Induk Usaha BUMN Perkebunan Terbentuk Kuartal III

TEMPO.CO, Jakarta - Pemerintah menargetkan pembentukan perusahaan induk sejumlah badan usaha milik negara (BUMN) di sektor perkebunan, yaitu PT Perkebunan Nusantara I (Persero) hingga PT Perkebunan Nusantara XIV (Persero) dan PT Rajawali Nusantara Indonesia terbentuk tahun ini.

"Mudah-mudahan pada kuartal ketiga akan segera rampung, atau selambat-lambatnya pada akhir tahun," kata Menteri BUMN Mustafa Abubakar, Senin, 30 Mei 2011.

Saat ini, konsep induk BUMN perkebunan masih dalam proses finalisasi di tingkat Kementerian Keuangan.
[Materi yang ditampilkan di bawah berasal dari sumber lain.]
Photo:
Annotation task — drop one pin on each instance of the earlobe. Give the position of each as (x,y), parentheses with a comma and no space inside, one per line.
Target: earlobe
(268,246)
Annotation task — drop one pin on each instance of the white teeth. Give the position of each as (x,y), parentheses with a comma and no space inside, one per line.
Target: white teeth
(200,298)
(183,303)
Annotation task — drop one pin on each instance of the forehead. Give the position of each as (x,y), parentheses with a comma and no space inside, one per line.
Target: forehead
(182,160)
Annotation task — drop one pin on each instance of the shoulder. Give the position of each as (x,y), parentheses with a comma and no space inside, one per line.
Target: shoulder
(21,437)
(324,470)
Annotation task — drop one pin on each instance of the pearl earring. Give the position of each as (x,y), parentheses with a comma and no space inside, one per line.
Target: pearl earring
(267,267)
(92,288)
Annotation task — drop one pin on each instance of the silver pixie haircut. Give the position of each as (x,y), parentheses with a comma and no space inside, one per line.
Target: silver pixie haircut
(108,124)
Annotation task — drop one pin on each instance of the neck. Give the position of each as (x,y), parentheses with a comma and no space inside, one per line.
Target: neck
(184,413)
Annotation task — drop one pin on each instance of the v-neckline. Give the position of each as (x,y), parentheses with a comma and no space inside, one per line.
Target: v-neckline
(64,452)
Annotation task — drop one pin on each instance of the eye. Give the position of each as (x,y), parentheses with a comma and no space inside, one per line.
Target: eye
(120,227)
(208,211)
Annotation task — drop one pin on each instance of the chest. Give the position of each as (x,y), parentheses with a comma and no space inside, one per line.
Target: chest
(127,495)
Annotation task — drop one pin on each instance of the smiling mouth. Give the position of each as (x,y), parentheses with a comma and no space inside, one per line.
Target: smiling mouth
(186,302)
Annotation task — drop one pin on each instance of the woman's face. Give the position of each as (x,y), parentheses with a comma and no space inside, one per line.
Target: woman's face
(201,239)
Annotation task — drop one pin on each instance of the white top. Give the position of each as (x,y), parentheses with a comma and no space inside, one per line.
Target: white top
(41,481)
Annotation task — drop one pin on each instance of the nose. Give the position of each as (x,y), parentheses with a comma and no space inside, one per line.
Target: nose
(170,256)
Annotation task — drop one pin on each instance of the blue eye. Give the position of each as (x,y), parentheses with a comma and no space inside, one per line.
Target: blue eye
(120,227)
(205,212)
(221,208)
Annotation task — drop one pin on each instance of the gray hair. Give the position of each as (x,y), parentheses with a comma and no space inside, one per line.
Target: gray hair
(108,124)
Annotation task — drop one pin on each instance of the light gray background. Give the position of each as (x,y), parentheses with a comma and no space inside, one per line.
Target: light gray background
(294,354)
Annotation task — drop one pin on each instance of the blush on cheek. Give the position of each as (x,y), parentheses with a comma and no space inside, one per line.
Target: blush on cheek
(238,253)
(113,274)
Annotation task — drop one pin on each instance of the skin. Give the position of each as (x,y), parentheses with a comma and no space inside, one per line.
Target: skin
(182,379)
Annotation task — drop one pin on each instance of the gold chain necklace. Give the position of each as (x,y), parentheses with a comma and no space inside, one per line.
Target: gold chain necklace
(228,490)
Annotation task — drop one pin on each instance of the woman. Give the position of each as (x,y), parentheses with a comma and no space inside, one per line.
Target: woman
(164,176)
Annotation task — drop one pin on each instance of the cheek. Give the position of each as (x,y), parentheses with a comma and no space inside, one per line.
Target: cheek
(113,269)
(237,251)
Nantinya induk tersebut akan membentuk empat sub induk, di antaranya karet dan sawit I, sawit dan karet I, teh dan aneka tanaman, dan gula.

Setelah induk rampung, pemerintah akan mendorong sejumlah PTPN untuk melakukan penawaran umum saham perdana (IPO) di pasar saham. Beberapa PTPN yang dinilai memiliki kondisi baik, antara lain PTPN III, PTPN IV, PTPN V, PTPN VII, dan PTPN XIII.

Nantinya, akan diatur PTPN apa yang akan didahulukan untuk melakukan IPO. Namun, Kementerian akan mendahulukan IPO untuk PTPN yang memproduksi kelapa sawit dan karet, mengingat sedang baiknya harga komoditas tersebut di pasaran saat ini.

Induk BUMN perkebunan adalah salah satu strategi perampingan BUMN yang dicanangkan Kementerian BUMN. Setelah induk dibentuk, kapitalisasi pasarnya diperkirakan bisa mencapai Rp 20 triliun dengan kemampuan mendapat pembiayaan perbankan mencapai 1,5 kali dari total tersebut.